She turned and abruptly left the massive hall, carrying him without a word back to their rooms and locking the door with the Force. Once he was on his feet again, she began diligently stripping out of the gaudy trappings. 

"Help with the crown, will you?" She said. 

Wordlessly, as she changed back into her robes, he unwove her hair from it's elaborate prop. Once it fell about her shoulders naturally, he took her brush and unknotted it, removing the tangles and getting it to shimmer again. 

"Change yourself, Padawan."

He chanced a look, trying to determine what she was planning, but she was turned away from him. As he pulled on his breeches, she clasped the last bit of fabric around her throat, hiding away all that pain. She caught his lingering gaze. 

"You can ask whatever question is on your mind."

"Why do you hide the scars?" He winced, stumbling over himself. "No, that's not- I mean, I understand why you don't want others to see them. You just don't let  _anybody_ see them. Barely even me."
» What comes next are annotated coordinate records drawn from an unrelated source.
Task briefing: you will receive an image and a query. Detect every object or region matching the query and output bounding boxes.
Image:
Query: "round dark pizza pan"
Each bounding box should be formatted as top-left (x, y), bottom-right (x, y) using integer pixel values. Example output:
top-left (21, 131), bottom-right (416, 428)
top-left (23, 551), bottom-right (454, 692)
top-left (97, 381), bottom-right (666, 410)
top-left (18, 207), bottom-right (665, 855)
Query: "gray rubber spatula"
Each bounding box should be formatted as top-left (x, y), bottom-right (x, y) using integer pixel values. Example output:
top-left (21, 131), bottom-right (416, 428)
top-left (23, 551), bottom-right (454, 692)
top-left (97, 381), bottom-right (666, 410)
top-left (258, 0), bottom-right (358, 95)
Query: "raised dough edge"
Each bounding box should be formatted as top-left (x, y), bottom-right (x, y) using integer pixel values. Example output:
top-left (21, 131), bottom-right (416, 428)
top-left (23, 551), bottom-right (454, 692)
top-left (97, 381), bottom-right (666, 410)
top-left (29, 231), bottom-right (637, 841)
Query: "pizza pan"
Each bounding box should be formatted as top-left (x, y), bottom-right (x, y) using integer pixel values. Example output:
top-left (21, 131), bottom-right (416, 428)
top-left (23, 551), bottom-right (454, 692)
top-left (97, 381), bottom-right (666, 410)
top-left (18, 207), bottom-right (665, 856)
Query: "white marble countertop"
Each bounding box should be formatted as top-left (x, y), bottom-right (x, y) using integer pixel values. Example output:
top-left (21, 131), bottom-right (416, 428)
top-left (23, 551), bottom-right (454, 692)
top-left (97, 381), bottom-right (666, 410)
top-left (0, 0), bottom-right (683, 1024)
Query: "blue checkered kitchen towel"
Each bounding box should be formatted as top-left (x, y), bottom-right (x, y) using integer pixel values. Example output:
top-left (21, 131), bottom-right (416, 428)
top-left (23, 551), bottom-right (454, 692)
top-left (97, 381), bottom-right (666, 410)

"I will answer once we're out lakeside."

"Lakeside?" He pulled on his boots and barely had time to register what was happening before she threw open the balcony doors and jumped off the ledge. He followed swiftly, somewhat surprised she would choose to walk through the dense woodland instead of just fly to whatever beach she had in mind. 

"Why aren't we flying?"

"Their sentries would see me take off, or else I would." Her wing caught on another branch, but she didn't slow or acknowledge it. He gave up on questioning her and just followed along. Eventually she led them out of the trees to a small lake, just as she said, that glowed softly from the light of the bio-luminescent algae. 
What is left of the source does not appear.